Home page of FusaHelp

Fig. 2
figure 2

Screen that appears after selecting the presence and shape of microconidia

Please note that if you are not sure of the absence or presence of a character, it is better not to click on the box and leaving it blank.

Once the maximum number of the observed features has been correctly selected, the indication “identification complete” will appear and in the right part of the screen on the “Entities Remaining:1”, the corresponding species is identified (Fig. 3). For some species i.e., F. graminearum and F. pseudograminearum, morphologically indistinguishable, the “Entities Remaining” will be with these two species.

Fig. 3
figure 3

Example of the completed identification of F. fujikuroi

If the advice “There are no entities remaining” appears, it means that the characters selected for identification are not sufficient for the identification of the species present in the database and some of them must be unselected or changed (Fig. 4). Please note that when selecting polyphialides, the presence of monophialides is also implied and you may not click the box with its presence. Furthermore, if you select monophialides “absent”, and “presence” in the box of polyphialides, the database does not lead to any identification (Fig. 5).

Fig. 4
figure 4

Example of a failed identification

Fig. 5
figure 5

Example when the absence of monophialides and presence of polyphialides is selected

For 64 species, a detailed description with additional photos is provided by clicking (icon with page image) the linked species (Fig. 6).

Fig. 6
figure 6

Example of a detailed description of one of the species present in the database

Once a search is completed, or whenever needed, a new search is possible by simply clicking the icon on the top left-hand corner with two curved arrows arranged in a circle.

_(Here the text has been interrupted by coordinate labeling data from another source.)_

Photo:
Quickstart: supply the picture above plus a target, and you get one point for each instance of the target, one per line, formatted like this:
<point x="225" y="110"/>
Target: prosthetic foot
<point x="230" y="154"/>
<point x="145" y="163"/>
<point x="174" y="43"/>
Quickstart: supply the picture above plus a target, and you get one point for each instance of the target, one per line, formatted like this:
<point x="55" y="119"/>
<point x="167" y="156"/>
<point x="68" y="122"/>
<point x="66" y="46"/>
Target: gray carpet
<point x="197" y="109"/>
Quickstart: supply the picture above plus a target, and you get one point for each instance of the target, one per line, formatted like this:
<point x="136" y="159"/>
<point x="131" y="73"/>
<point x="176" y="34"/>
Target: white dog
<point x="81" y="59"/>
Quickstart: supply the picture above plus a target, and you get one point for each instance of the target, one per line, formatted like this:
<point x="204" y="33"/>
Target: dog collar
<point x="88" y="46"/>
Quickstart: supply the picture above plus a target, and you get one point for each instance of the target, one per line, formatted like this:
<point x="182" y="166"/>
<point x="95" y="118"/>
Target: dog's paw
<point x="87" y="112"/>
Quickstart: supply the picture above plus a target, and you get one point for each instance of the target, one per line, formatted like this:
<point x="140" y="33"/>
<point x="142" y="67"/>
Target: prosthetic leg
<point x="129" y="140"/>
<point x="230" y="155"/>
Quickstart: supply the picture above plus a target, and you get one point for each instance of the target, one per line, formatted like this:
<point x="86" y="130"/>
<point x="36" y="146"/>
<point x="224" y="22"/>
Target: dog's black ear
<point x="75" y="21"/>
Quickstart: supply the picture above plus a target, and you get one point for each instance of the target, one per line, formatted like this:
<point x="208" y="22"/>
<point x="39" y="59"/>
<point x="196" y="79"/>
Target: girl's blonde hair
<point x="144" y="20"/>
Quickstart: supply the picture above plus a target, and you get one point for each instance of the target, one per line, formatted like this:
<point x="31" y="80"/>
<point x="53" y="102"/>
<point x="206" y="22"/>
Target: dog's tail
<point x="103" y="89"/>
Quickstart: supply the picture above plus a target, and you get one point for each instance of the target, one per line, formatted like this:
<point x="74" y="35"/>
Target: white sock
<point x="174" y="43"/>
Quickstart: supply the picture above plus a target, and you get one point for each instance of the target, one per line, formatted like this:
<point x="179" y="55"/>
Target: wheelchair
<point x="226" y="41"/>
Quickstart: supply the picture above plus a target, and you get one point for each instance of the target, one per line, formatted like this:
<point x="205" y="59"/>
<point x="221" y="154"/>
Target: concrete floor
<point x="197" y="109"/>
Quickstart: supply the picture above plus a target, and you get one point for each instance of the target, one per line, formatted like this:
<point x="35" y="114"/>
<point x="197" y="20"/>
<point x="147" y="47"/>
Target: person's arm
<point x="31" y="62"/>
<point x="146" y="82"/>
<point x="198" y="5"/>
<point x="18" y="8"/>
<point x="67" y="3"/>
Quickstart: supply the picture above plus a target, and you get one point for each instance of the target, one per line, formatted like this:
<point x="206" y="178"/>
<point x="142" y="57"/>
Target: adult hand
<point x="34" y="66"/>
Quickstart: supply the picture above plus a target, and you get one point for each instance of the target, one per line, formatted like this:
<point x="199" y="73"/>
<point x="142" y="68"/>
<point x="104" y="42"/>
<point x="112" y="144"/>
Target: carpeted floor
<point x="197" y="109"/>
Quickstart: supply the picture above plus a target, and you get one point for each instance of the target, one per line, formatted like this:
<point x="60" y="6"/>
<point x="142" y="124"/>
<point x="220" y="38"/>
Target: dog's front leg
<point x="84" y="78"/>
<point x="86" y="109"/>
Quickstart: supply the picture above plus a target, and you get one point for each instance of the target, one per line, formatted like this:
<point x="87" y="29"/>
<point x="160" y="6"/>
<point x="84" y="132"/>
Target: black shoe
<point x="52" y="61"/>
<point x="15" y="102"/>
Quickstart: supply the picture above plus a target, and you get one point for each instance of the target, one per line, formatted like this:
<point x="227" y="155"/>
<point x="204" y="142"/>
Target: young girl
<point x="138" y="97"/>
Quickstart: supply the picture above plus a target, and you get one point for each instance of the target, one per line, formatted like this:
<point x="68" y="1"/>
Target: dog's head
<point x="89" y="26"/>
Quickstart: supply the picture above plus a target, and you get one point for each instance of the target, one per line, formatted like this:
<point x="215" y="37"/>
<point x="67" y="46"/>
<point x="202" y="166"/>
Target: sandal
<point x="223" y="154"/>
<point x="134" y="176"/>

The classification and identification of microorganisms is constantly evolving and continuously updated according to the availability of even more advanced technologies. Currently, morphological species recognition (MSR), biological species recognition (BSR), and phylogenetic species recognition (PSR), are among the most widely adopted species concepts (Taylor et al. 2000). For many ascomycetes, including Fusarium, the use of one or more different approaches often leads to a long-lasting debate among research groups (Seifert et al. 2011; O’Donnell et al. 2020; Crous et al. 2021), but this is beyond the scope of the present work. Morphological identification of fungi is a key factor for the initial, immediate, and indicative diagnosis of many diseases in the agricultural, medical, veterinary sciences, as well as in food and feed industry. Furthermore, accurate morphological description of fungal structure opens the way for innovative, high throughput fungal identification techniques, like Digital Image Analysis (Papagianni 2014) and, more recently, deep learning and Artificial Intelligence approaches (Zieliński et al. 2020). FusaHelp is intended to provide a help for all those people who work with this important genus and need a quick clue on the identification, even incomplete, of the Fusarium species they are working with. It is also suited for student classes and for laboratories that do not have access to technologies based on fungal DNA determination. The versatility of use of FusaHelp with any portable device (tablet, mobile phone) could represent one of the strengths of FusaHelp that can be used for training courses. The programme is easily upgradable and will be implemented by the authors whenever any additional morphologically distinguishable Fusarium species will be requested and/or newly recognised important Fusarium species is formally reported.